It’s coming. Thanksgiving weekend is officially upon us. You’ve got a few glorious days of gluttony left, and then people are going to start asking what your New Year’s resolutions are. Don’t get mad at them, though; they’re only asking because somebody asked them. Soon, all across the country, people are going to pretend to be interested in “losing weight” and “exercising more” and “not getting arrested” and all kinds of crazy boring things. Plus, most of us aren’t going to fulfill our resolutions anyway. Case in point – I’d bet anything I get arrested by March.
The problem with New Year’s resolutions is that they’re typically endless and slightly depressing. Losing weight and exercising more, for example, are huge shifts in lifestyle, and lifestyle changes are harder to realize.
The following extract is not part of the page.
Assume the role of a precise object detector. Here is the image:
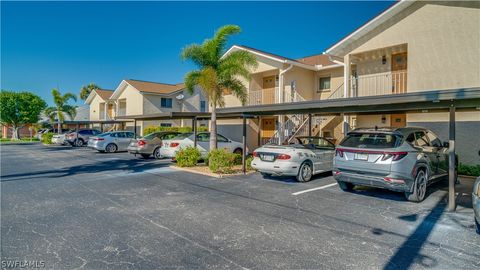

But what are you supposed to do? That stupid question is coming!
Fear not. Instead of one giant, probably-not-gonna-happen resolution, I think you should pick 10 small, positive, easily-achievable goals to strive for throughout the year – 10 Awesome Things To Do Before 2015. I’ll give you my list so you can see how much more fun this will be than “travel more”.
10 Awesome Things I Want To Do Before 2015
(in absolutely no order, for I shall do all of these)
1) Go to a bar and order either “a beer” or “the usual” – This happens in movies all the time, and it’s time that it happened to me. It might require me to go to a bar that only serves one kind of beer, but that would be fun all by itself. Or terrifying. Either way, it’ll be a good story.
2) Tell a complete stranger that he/she looks really nice today – As long as I don’t drool on myself or lick my lips while I say this, I’m pretty sure it will make the random stranger happy. And I’m tired of standing on elevators next to people and pretending that they don’t exist, staring at the door like we expect it to do something.
3) Get married in Hawaii – That will happen this August, and I see no reason not to include things on this list just because they’re already planned and therefore inevitable. Sometimes it’s good to celebrate the awesome things that we know are coming. One down, 11 to go!
4) Wear an animal costume in public nowhere close to Halloween – Just wait. You’ll see the picture on Facebook soon. Fluffy bunny, or happy dog, or noble cow man – so many options!
5) Leave a 100% tip at least once – I waited tables for 7 years, and so I know how few and far between those moments of excessive kindness are. And none of the waiters you’ve ever had are living lavish lives. I’m just going to try to pick one that I don’t think will spend it on drugs. I think I’ve got a 70-75% chance of success there.
6) Stick my tongue on a frozen icepole – I’ve been scared of doing that since I was a kid, and it’s time to conquer my stupid, useless fear. That said, I will have a person with me with a warm glass of water to save me when I get stuck. It shall be a trusted friend, and I shall repay their kindness with hot chocolate and maybe a hug.
7)Buy a piece of art I absolutely do not need – Every so often it’s nice to get something without worrying about its ROI. In my case, I’m hoping for “weird metal lawn sculpture” or “stuffed llama statue” or something along those lines. But I’ll be fine with a picture, too.
8) Buy a child’s toy and play with it outdoors – Right now I’m torn between ‘big wheel’ and ‘pogo stick,’ so I’m leaving this one open for now. Alternatively, I haven’t totally ruled out “borrowing” some child’s big wheel who was dumb enough to leave it outside in their front yard. How else will children learn about the importance of taking care of their things?
9) Buy a lump of pure sodium and throw it in a lake – It will explode. Enough said.
10) Get 10 other people to do this list with me – The whole point of my business is to try and make people happy, and I think this is a whole lot happier than a typical New Year’s resolution. Who’s with me?
What’s one fun thing you want to do before 2015?